When had Sun Shi been replaced by this dark and bloated Entity bubbling menacingly at the center of existence? It was as if a bit had been forced cold and hard into Lyköan’s consciousness, a hook anchored fast into his though
ts, inexorably reeling him in, removing every reference but this single aspect of creation that, like an enormous black hole, the shiny dark abdomen of a gigantic spider, was spinning from itself the infinite courses of existence, pumping out the panoply of disparate realities.
Was he right? Was this thing actually offering him personal divinity? If that were true, why did he feel so threatened? He felt himself being irresistibly drawn towards this dark entity, like a spiritual magnet or gravitational force, found its wondrous power beautiful, awesome and irresistible, but at the same time, utterly terrifying.
Desperately, he took a totally intuitive tack. Circling the alien core of this über-reality, Lyköan began moving faster and farther in what he hoped was a tangential direction. Slowly, by sheer determination, he was able to withdraw from the darkly erupting central figure.
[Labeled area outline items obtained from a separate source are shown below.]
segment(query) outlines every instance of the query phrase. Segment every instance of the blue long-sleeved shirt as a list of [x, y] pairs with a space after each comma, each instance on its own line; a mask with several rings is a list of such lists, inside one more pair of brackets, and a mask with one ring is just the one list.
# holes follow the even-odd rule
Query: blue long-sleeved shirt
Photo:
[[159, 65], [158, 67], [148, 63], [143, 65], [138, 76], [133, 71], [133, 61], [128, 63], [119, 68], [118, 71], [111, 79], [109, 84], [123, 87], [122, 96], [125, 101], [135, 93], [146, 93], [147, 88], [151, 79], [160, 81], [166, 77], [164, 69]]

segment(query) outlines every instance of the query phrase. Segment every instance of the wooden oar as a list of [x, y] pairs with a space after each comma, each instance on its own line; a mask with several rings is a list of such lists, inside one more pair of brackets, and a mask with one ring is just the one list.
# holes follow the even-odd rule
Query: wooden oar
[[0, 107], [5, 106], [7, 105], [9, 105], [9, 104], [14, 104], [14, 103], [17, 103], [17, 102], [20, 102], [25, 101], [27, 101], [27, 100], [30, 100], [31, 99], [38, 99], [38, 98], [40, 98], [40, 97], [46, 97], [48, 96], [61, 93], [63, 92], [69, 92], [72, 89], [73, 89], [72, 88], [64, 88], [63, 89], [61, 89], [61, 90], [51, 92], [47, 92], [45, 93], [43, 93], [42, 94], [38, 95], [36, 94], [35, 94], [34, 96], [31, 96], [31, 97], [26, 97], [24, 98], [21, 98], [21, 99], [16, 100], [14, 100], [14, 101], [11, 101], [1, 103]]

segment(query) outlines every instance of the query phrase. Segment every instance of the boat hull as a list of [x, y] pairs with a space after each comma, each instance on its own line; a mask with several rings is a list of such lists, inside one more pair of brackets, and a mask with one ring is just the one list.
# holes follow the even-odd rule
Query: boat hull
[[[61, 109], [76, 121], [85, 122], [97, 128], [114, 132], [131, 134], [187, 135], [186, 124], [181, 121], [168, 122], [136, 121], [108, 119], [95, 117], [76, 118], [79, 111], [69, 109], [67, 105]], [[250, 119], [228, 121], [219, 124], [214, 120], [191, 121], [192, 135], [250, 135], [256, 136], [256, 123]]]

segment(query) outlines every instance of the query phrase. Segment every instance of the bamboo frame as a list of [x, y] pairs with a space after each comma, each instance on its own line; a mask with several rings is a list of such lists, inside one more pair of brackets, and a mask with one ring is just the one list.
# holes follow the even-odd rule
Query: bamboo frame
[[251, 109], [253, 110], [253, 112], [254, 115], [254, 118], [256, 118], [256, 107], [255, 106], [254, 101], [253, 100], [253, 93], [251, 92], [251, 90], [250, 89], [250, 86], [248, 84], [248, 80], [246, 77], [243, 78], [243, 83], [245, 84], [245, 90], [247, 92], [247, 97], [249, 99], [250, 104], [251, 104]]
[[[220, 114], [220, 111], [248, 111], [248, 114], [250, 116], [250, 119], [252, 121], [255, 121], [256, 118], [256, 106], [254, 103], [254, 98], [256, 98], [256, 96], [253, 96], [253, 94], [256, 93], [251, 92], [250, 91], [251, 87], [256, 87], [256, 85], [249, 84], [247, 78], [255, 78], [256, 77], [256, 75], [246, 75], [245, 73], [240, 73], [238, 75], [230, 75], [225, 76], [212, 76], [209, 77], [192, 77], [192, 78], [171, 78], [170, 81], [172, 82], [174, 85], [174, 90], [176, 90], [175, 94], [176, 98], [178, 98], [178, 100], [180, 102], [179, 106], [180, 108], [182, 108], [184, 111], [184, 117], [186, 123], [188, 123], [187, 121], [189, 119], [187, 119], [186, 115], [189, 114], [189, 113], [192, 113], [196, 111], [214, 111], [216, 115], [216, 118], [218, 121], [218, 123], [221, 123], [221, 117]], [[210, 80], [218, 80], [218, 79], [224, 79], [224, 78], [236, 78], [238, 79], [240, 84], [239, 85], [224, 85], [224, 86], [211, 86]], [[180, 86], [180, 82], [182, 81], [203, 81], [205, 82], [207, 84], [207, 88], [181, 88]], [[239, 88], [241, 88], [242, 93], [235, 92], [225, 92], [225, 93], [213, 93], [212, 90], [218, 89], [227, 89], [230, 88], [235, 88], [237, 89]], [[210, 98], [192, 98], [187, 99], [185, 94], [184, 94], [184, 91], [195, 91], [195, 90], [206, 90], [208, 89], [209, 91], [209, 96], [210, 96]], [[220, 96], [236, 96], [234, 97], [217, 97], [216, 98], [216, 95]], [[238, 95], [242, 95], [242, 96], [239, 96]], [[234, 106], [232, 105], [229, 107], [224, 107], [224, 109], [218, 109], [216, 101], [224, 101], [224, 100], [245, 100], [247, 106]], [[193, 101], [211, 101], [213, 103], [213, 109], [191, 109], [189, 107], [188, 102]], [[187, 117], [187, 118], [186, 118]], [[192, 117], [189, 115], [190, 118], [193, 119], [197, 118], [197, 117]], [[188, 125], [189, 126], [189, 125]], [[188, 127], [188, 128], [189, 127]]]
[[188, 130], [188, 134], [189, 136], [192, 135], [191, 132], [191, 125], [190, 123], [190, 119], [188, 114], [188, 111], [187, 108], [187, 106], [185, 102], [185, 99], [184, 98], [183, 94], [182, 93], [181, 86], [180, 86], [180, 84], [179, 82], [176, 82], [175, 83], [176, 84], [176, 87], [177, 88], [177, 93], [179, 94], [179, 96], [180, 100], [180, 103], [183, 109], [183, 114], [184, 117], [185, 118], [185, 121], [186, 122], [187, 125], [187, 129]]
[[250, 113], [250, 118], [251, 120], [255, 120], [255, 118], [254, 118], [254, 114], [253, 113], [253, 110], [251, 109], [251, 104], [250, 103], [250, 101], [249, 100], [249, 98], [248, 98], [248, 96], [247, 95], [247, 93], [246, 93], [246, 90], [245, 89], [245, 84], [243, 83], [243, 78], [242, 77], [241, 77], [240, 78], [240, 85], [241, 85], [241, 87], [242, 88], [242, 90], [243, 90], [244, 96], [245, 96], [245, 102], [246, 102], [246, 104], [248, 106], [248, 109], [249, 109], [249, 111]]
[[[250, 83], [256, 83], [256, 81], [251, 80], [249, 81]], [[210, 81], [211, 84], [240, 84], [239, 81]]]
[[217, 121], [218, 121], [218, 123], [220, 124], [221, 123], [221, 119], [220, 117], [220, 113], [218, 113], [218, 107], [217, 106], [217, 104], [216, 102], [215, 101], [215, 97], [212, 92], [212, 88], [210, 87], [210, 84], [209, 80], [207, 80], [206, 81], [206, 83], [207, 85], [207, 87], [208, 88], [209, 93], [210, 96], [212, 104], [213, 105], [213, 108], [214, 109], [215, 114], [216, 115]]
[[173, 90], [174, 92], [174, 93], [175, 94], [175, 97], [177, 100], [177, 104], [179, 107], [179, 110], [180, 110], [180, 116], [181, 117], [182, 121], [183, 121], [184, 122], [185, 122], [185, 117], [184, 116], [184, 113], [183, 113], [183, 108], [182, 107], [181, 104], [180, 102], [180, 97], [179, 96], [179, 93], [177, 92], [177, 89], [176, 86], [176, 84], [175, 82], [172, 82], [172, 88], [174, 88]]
Then, by folding one potential of the infinite potentials lying before him into another, with shudder and shake, he began truncating the great expanse of the ever-expanding fullness, short-circuiting space at its terminal generational point, the precise instant where and when the ever-flowering multiple present blossoms into being. The very instant that creates the multitude of futures from which all of the individual, discrete physical universes spring and ever onward eventually direct themselves. It was there at that portal, he realized, that the creature dwelt.
Drawing farther and farther from the taint of what he now understood was a dangerous lure, he stretched desperately for the nether reaches, progressively extricating himself, one membrane of non-physical depth at a time, until he was no longer being drawn by the wiles of Its hypnotic snare. Having recognized the danger ― he had managed to survive.
“Ah-hah, I see you have finally found the courage to open your eyes,” Sun Shi said approvingly as the familiar world crystallized again around Lyköan’s single-reality consciousness. “It was only toying with you. Putting you through your paces. Sizing you up. And, I suspect, deriving some twisted pleasure from the exercise. Hard to know. But a common experience for first-time initiates, confronting you with one of its infinite personae. Sampling the exposed soul’s reaction and if possible, usually by subterfuge, absorbing the its spiritual essence. If successful, the poor unfortunate never returns. A dangerous business. But you performed exceptionally well, and without my help. I was ever at the ready if you had stumbled. But you performed wonderfully, didn't weaken, even for an instant. The mark of a true intuitive. Welcome to the club.”